On February 20, 2026, AI company Anthropic released a new code security tool called Claude Code Security. This release coincided with the highly sensitive period of global capital markets to AI technology subverting the traditional software industry, which quickly triggered violent fluctuations in the capital market and caused the fall of stock prices of major US cybersecurity companies. The tool is positioned as a built-in security feature of Claude Code and is currently available to enterprise and team customers in the form of a limited research preview, while providing accelerated access channels for open source project maintainers. From the perspective of technological evolution, the release of Claude Code Security represents the latest progress in AI’s security offense and defense.
NSFOCUS has long had a profound insight into the transformation of intelligent attack and defense confrontation, and has taken the lead in deeply integrating AI technology into the construction of security capabilities. Market participants are generally concerned that as AI technology continues to improve its capabilities in vulnerability discovery, threat detection and automated response, the products and services of traditional cybersecurity companies may be directly replaced by AI tools. We believe that this fear stems from a vague understanding of the boundaries of AI capabilities and concerns about uncertainty about the speed of technological evolution. The cybersecurity industry will become a net beneficiary of AI technology. AI will not replace cybersecurity products, but will enhance security defense capabilities and operational efficiency. In this post, NSFOCUS combines its own intelligent attack and defense practices to conduct a technical analysis of the new code security tool Claude Code Security released by Anthropic.

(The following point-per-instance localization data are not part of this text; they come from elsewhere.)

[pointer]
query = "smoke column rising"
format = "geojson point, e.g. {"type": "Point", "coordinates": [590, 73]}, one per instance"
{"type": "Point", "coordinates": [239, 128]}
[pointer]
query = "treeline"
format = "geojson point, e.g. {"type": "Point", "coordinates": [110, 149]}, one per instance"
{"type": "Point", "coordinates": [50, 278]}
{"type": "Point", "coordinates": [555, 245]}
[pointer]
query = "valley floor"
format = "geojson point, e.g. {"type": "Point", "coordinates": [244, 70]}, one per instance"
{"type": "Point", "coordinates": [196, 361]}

Claude Code Security Technical Analysis
Claude Code Security is a secure code auditing solution built into the Claude Code and CI/CD pipelines. This solution can be seen as a milestone in Anthropic’s transformation of cutting-edge research into defensive tools. It not only integrates the native reasoning capabilities of Claude 4.6, but also integrates the core research results of Anthropic’s internal red team Frontier Red Team in complex network attack and defense, 0-day vulnerability exploitation and national security assessment. Compared with the traditional static analysis tool (SAST), this tool adopts a more intelligent vulnerability detection method. It does not rely on a predefined rule base, but simulates the thinking mode of human security researchers to deeply understand the context logic, data flow path and component interaction relationship of the code, so as to discover complex vulnerabilities that are difficult for traditional tools to capture. This choice of technology path reflects the paradigm shift of AI from “rule-based” to “reasoning-based” in the field of security.
1.1 Team Background and Research Results
The core development team of Claude Code Security consists of Anthropic Labs and Frontier Red Team. Anthropic Labs is led by Chief Product Officer Mike Krieger, who is responsible for turning “experimental capabilities” into production-grade tools. The “Claude Write Claude” model implemented internally has enabled the model to be highly autonomously audited for several months in 12.5 million-row projects (such as vLLM) before release. The Frontier Red Team is responsible for research related to the Anthropic Cybersecurity Red Team. The team not only analyzes the risks of models to cybersecurity, biosecurity and autonomous systems, but also directly develops Agent frameworks (such as Incalmo) for vulnerability detection. The cybersecurity capabilities of the model are mainly undertaken by its Cybersecurity RL team, which is affiliated with Anthropic’s Horizons department and is committed to safely advancing the capability boundaries of AI models in the field of cybersecurity. The team’s research directions include secure coding, vulnerability remediation and other areas of defensive cybersecurity, using reinforcement learning (RL) as the main technical means. We have sorted out the main achievements of Anthropic in the field of cybersecurity in the past year, involving intelligent code security auditing and vulnerability mining, intelligent network penetration, and DFIR digital forensics and incident response.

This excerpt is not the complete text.